2 minute read

7 Best eng

best eng

jos gaat naar school. daar is het huis op de hoek. jos staat stil. hij kijkt door het hek. de tuin is leeg. zou de hond ziek zijn? dan heeft hij geluk.

maar de hond is er wél. hij zit achter een boom. opeens komt hij eraan. rrof, rrof! blaft hij. jos doet vlug een stap terug. help! roept hij. hij gaat me pakken.

de hond staat bij het hek. hij blaft maar door. jos? roept een stem. het is roos. hij kent haar van school.

die hond, zegt jos. wat is er met die hond? vraagt ze. hij is boos, zegt jos bang. hij zegt rof. rof? vraagt roos. wat is dat? dat hij me wil pakken, zegt jos. dat hij me opeet. roos moet erg lachen. echt niet, zegt ze. hij blaft alleen maar.

roos gaat naar het hek. de hond staat er nog. hij gromt zacht. wat doe je nou? vraagt roos. blaf niet zo. de hond kijkt haar aan. je maakt jos bang, zegt roos.
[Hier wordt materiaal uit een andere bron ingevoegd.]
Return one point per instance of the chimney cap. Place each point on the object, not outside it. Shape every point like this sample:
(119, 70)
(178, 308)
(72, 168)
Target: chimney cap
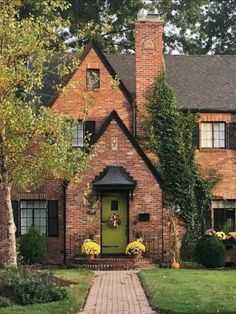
(143, 15)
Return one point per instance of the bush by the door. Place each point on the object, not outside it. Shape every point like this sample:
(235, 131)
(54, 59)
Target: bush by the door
(33, 247)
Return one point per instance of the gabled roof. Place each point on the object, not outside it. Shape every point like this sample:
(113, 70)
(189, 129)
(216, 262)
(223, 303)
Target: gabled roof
(114, 116)
(201, 83)
(92, 45)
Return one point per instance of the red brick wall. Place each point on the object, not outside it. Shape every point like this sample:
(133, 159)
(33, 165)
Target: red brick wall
(147, 196)
(100, 102)
(149, 60)
(51, 190)
(221, 162)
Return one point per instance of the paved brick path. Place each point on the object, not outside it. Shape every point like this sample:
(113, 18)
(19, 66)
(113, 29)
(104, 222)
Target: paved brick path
(117, 292)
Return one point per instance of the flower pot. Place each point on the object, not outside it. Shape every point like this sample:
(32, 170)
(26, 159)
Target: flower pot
(136, 256)
(175, 265)
(90, 257)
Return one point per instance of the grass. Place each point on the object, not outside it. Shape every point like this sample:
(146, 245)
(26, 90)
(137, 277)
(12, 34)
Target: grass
(190, 291)
(72, 304)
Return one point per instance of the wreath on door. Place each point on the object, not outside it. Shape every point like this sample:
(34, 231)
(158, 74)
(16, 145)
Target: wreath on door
(114, 220)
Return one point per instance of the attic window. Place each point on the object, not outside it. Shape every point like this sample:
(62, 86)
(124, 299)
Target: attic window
(93, 79)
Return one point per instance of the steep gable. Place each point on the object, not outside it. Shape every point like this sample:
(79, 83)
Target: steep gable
(114, 118)
(76, 99)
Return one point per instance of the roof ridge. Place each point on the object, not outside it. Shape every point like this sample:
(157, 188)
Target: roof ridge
(114, 116)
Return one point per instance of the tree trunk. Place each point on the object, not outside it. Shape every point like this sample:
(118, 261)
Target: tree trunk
(10, 258)
(8, 251)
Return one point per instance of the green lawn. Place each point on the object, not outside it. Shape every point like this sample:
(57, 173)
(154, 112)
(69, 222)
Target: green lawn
(77, 295)
(190, 291)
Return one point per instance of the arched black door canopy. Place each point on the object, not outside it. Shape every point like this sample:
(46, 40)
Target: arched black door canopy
(114, 178)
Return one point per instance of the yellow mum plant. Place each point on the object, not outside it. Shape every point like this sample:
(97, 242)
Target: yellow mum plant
(231, 234)
(90, 247)
(135, 247)
(221, 235)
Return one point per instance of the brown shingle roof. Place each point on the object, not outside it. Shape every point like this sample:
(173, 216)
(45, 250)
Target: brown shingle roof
(201, 83)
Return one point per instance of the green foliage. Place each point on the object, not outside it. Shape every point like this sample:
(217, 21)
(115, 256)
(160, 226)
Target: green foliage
(34, 145)
(210, 252)
(31, 287)
(33, 247)
(4, 302)
(169, 132)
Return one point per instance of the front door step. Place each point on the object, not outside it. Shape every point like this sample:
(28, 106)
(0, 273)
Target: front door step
(114, 263)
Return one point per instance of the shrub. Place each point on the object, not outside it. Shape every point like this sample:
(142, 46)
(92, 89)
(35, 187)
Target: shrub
(33, 247)
(210, 252)
(31, 287)
(4, 302)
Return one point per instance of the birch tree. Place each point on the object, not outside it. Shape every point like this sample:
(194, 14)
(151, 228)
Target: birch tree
(35, 144)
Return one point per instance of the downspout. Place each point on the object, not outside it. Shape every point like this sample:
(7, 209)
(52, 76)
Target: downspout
(134, 106)
(162, 227)
(64, 185)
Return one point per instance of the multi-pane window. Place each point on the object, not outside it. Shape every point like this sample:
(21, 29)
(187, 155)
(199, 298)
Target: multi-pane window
(78, 134)
(33, 214)
(93, 79)
(213, 135)
(224, 215)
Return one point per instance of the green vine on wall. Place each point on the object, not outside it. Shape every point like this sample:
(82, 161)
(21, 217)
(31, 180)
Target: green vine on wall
(169, 135)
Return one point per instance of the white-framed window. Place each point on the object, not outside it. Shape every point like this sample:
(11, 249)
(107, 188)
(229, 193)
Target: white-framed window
(212, 134)
(93, 79)
(224, 213)
(78, 134)
(33, 214)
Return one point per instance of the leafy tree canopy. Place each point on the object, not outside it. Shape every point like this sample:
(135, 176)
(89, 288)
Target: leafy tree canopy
(192, 26)
(34, 144)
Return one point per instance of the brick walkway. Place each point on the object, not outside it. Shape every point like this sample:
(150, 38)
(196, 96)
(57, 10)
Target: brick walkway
(116, 292)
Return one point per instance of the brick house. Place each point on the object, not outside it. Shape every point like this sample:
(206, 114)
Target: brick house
(124, 180)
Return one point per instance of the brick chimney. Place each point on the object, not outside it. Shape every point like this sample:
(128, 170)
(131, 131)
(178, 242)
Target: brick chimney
(149, 57)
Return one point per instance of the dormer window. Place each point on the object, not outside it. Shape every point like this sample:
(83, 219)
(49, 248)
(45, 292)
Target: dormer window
(78, 134)
(83, 133)
(93, 79)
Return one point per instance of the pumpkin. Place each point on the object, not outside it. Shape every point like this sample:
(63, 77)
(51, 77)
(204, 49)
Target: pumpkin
(175, 265)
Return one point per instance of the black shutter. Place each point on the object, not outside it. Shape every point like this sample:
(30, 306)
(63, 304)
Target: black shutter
(15, 209)
(90, 130)
(196, 136)
(53, 219)
(231, 135)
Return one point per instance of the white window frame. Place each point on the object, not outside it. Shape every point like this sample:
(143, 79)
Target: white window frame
(213, 134)
(78, 134)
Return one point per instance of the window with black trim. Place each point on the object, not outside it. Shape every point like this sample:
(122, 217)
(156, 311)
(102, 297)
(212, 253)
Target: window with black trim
(83, 133)
(93, 79)
(78, 134)
(212, 134)
(33, 214)
(224, 213)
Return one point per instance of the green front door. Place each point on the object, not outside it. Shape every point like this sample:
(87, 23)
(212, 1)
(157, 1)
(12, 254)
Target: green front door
(114, 240)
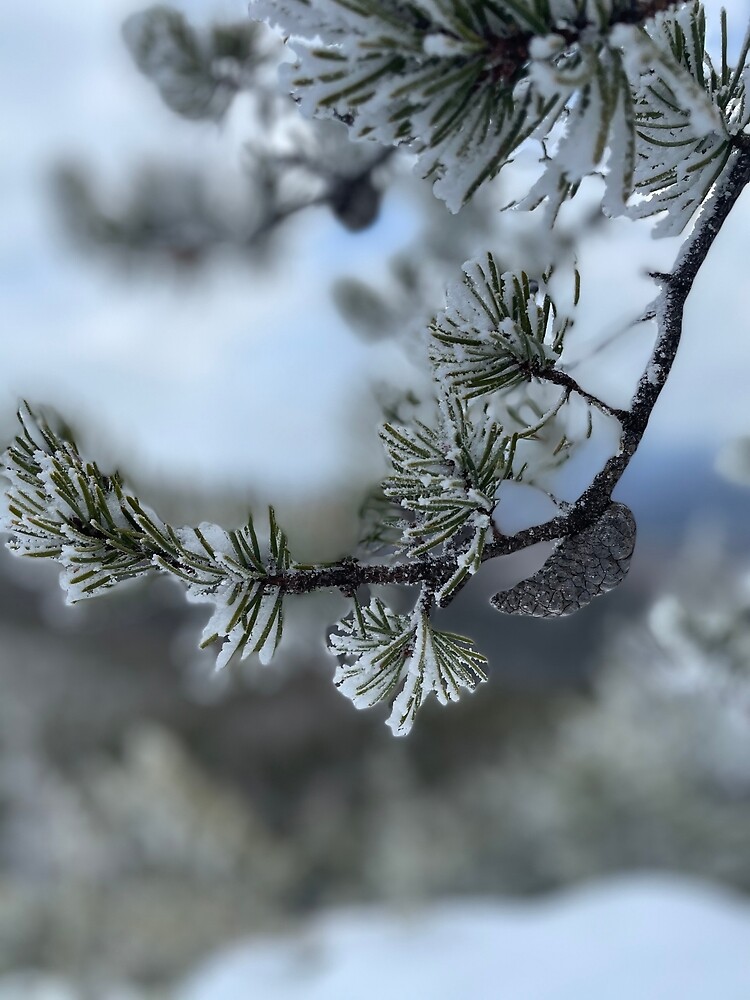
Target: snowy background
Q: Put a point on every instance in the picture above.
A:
(154, 821)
ik was niet echt bang, zegt jos. het was maar een grapje. ja ja, zegt roos. ik zag het zelf. je was erg bang. maar dat geeft niks, hoor. ik ben ook wel eens bang. ben je echt wel eens bang? vraagt jos. voor wat dan? voor een beer, zegt roos.

in de klas gaan ze in de kring. wie is wel eens bang? vraagt juf. eerst steekt niemand zijn hand op. maar dan zegt roos: ik ben bang voor een beer. en u, juf? roept brit. waar bent u bang voor? ik word niet meer bang, zegt juf. dat komt omdat ik een groot mens ben.

jos zou ook wel een groot mens willen zijn. nooit meer bang. dan zegt wim: daar zit iets op de muur. een beest of zo. wim staat op en loopt er naartoe. het is een spin, zegt hij.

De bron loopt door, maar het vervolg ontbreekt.